French President Macron appoints EU Brexit negotiator Michel Barnier as Prime Minister

Updated September 5, 2024 at 12:42 PM ET

PARIS — President Emmanuel Macron has named moderate, experienced politician Michel Barnier as the country's prime minister, hoping that the man who negotiated Brexit for the European Union will work to heal divisions within France.

Barnier's 50-year political career includes stints as foreign minister and EU commissioner. At 73, he is the oldest prime minister in modern French history.

His appointment came two months after early elections left France politically divided and without a single party with a majority in parliament (known as a parliamentary stalemate).

“[The president] has entrusted him with forming a unified government that will serve the country and the French people,” said a statement from Macron’s office.

But leaders of the political opposition appear to be far from united over the election of a man many of them see as an out-of-touch mainstream conservative.

Marine Le Pen, the far-right politician, called him a “fossil”. And Jean-Luc Mélenchon, the far-left politician, accused Macron of ignoring the will of the French voters by not appointing a prime minister from the left.
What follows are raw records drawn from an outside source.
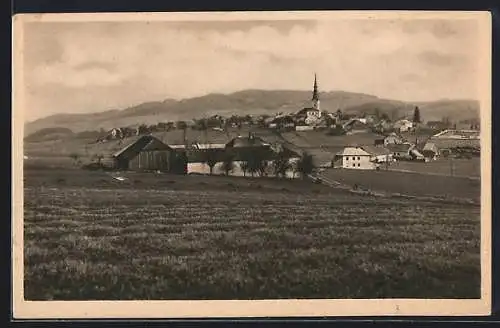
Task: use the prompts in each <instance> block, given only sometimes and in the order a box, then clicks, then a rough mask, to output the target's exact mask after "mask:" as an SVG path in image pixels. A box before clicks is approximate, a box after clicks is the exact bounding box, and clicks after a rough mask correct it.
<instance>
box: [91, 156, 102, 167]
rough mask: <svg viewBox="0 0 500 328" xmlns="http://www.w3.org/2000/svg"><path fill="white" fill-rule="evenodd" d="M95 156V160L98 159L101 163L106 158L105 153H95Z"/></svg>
mask: <svg viewBox="0 0 500 328" xmlns="http://www.w3.org/2000/svg"><path fill="white" fill-rule="evenodd" d="M93 158H94V161H96V163H97V164H99V165H101V162H102V160H103V158H104V155H103V154H95V155H94V156H93Z"/></svg>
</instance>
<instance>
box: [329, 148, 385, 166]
mask: <svg viewBox="0 0 500 328" xmlns="http://www.w3.org/2000/svg"><path fill="white" fill-rule="evenodd" d="M335 158H336V160H335V162H336V163H337V167H341V168H344V169H356V170H375V169H377V168H378V167H380V165H381V163H383V162H389V161H391V160H392V156H391V154H390V153H389V152H387V151H385V150H384V149H383V148H380V147H368V146H362V147H346V148H344V150H342V151H341V152H339V153H337V154H336V156H335Z"/></svg>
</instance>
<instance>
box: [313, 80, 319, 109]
mask: <svg viewBox="0 0 500 328" xmlns="http://www.w3.org/2000/svg"><path fill="white" fill-rule="evenodd" d="M312 106H313V108H314V109H316V110H319V93H318V81H317V79H316V73H314V89H313V98H312Z"/></svg>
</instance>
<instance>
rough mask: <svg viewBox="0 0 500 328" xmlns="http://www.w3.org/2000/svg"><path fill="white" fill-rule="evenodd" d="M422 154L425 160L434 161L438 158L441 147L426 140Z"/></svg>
mask: <svg viewBox="0 0 500 328" xmlns="http://www.w3.org/2000/svg"><path fill="white" fill-rule="evenodd" d="M422 154H423V155H424V157H425V161H426V162H428V161H433V160H436V159H437V157H438V154H439V149H438V148H437V146H436V144H435V143H433V142H426V143H425V145H424V148H423V149H422Z"/></svg>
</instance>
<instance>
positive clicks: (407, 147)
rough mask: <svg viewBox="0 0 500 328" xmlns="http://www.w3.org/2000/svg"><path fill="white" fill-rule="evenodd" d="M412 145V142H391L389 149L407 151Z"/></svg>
mask: <svg viewBox="0 0 500 328" xmlns="http://www.w3.org/2000/svg"><path fill="white" fill-rule="evenodd" d="M412 147H413V145H411V144H390V145H387V149H389V150H390V151H392V152H407V151H409V150H410V148H412Z"/></svg>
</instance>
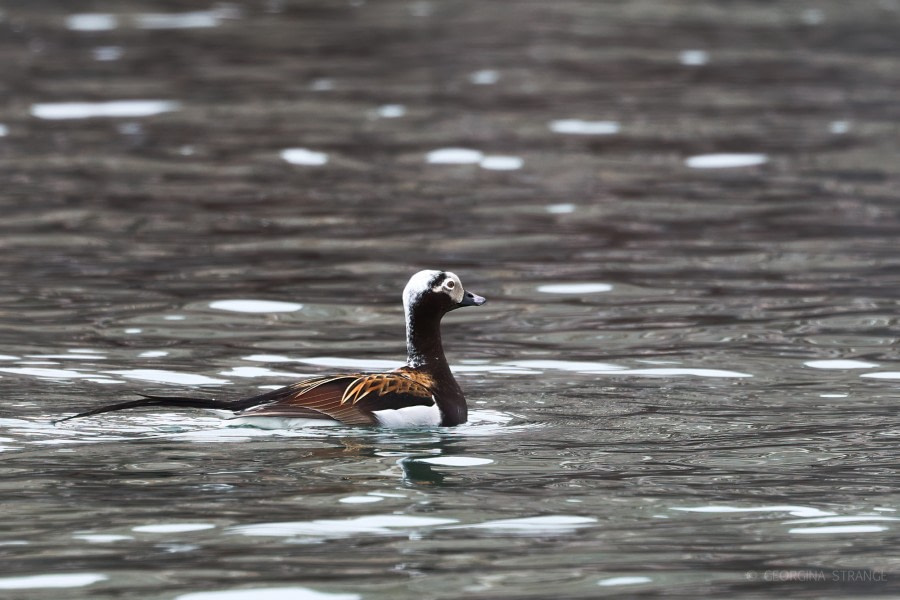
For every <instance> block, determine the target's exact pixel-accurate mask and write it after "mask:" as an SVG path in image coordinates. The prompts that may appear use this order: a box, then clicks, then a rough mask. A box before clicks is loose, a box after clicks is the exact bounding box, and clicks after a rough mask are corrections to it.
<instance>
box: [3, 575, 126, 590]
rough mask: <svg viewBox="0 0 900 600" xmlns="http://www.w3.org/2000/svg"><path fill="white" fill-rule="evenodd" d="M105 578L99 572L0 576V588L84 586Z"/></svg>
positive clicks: (29, 587)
In the parliamentary elections on July 7, a coalition of left-wing parties won most of the parliamentary seats. But no party has an absolute majority in the 577-seat National Assembly. The French lower house is divided into three major blocs: the left, which includes Mélenchon's party, the center, which supports Macron, and the extreme right, which gathers around Le Pen's anti-immigration party.

“He stole the election from the French people,” said Mélenchon.

According to political analyst Dominique Moïsi, many believe Macron should have followed the will of the people and appointed a prime minister from the left-wing coalition. However, many commentators say the coalition is partly to blame because it put forward a candidate, Lucie Castets, who failed to gain widespread support.

“It would have been rejected by the majority of the National Assembly,” he says.

The French president was also criticized for taking too long to appoint the new prime minister. The previous prime minister, Gabriel Attal, resigned on July 16 but remained in office in a caretaker government for more than 50 days.

Barnier was not Macron's first choice, but Moïsi believes he is the first candidate with a chance of forming a majority coalition.

“Barnier is a compromise candidate,” says Moïsi. “He is a very experienced, moderate, pro-European personality who supports NATO and Ukraine. He is a personality who is acceptable to the center and the right and will not be immediately rebuked by the extreme right,” he says.

Moïsi says Barnier's pro-European stance is shared by moderate members of the Socialist Party, who may also end up supporting him. “We'll see,” he says.

According to Moïsi, Macron was also looking for someone he could control – and he may have found that person in the gentle Barnier.

Paris voter Pierrette Piedcoq says she doesn't know much about Barnier but is happy that there is at least one prime minister now.

“He waited more than 50 days before appointing a new government. We have never been without a government for so long,” says the 70-year-old, who says she loves politics.